A friend asked me if she could refer to my resume and cover letter in preparation for her upcoming job search.  It’s funny to me that I’m regarded as some kind of job hunting authority but I guess I can see why.  I spent Spring 2005 whoring it up around town at interviews on a mission to change career paths based soley on sheer determination and attitude.  To hell with the fact that I wasn’t even qualified for half the jobs I interviewed for!  It was nothing for me to go on three interviews in one day, while maintaining my regular working hours.  And the even funnier thing is, companies bought into it.  I could afford to be choosy so I dismissed several offers without so much as a blink of my eye. It all culminated one Friday at the end of May when I received three plum offers on the very same day.  Two were in interesting areas of law at great boutique firms that I had actively pursued.  And one was the job that would have changed my life – the job I accepted.

Words cannot describe how badly I wanted to work at that company.  I memorized all their radio stations and their five corporate values.  I Googled my interviewers so that I could ask them questions about their past work.  I wanted it so badly that I went and got a crazy spikey, flippy haircut so that I would look more appropriate for the role.  The job was fucking perfect.  One foot in both entertainment and intellectual property law and one foot in sales.  Unlimited potential.  How could it be anything short of perfect when the guy who would be my boss asked me questions like, "What was the last concert you went to?  What five CDs are in your changer right now?  Oh hey, what do you think of the new Nine Inch Nails album?"  Seriously, he asked me about Nine Inch Nails.  I could not possibly make that up.
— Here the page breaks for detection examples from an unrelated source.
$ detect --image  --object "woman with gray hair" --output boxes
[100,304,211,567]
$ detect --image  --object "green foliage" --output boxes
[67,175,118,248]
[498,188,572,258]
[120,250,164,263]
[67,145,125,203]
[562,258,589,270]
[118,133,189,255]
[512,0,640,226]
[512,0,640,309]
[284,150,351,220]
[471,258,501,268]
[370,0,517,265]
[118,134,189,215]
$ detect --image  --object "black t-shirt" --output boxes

I was surprised when I was given a counter-offer but not bowled over by it.  I knew my real worth because I had secured those other offers at smaller firms so I did something I didn’t know I had the guts to do.  I negotiated – and I got a very nice deal.  The decision to take the deal, was probably the most difficult decision I’ve ever made in my life.  I held a round-table of girlfriends.  I called Victor, my friend and go-to crisis guy.  I made a pro and con list, one of only two I’ve written in my lifetime (the second was with respect to moving to Hamilton).  The firm won by the narrowest of margins and I sold my soul to the devil.  If this sounds like an exaggeration to you, then you have not worked in a corporate law firm.

So it was that I felt a bit bad when I kind of started ripping on my job upon being asked about it yesterday.  It was my choice to stay, so I don’t think I have a lot of space to whine about it.  A year ago, deciding to stay felt a lot like giving up.  I’ve had to spend the last twelve months making peace with my job and I have finally waved a white flag at it.  Truce. 
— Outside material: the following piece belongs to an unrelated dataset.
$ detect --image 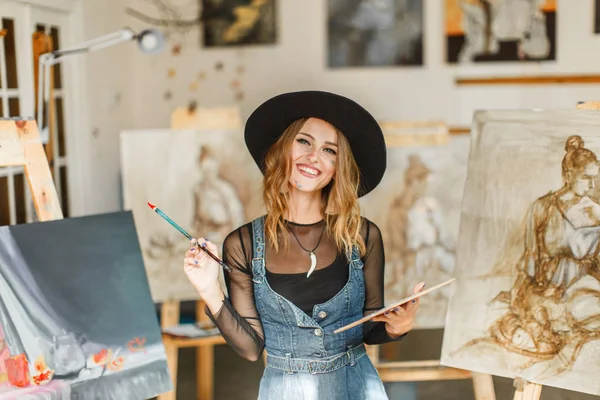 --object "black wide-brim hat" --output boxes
[244,91,387,197]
Is this the job I imagined I’d be doing at 30?  No.  Do I want to do this for the rest of my life?  No.  Do I wish I had more autonomy?  Yes. 

But, also are my base needs (good salary, benefits, workload) met?  Yes.  Are there people here that are a heck of a lot more educated than I doing the same job?  Yes.  Are there people who actually go to college to do a job that I’ve simply landed in by accident?  Yes.  So then, do I think I need to shut the hell up with the moaning?  Yes.

And truthfully this job has given me a lot too.  If you knew me in high school or university, you know that I thought there was nothing worse than public speaking (strangely, I loved it in grade school) and I would do anything to get out of it.  Now, I routinely speak to incoming co-op students about environmental law, the firm and our role in it.  It’s usually just a little group, but it’s given me massive amounts of confidence.  I have exceptional hours.  I have a pretty great boss and I can’t even complain about the dress code because I secretly like to dress up.

My job.  It’s fine, it’s interesting.  But, Secretary – God, it’s such a dirty word.  Not even accurate and yet I have to be judged by it day in and day out by people who would be in fucking tears if they had to sit in my seat for one day.  It’s hard not to let it eat you.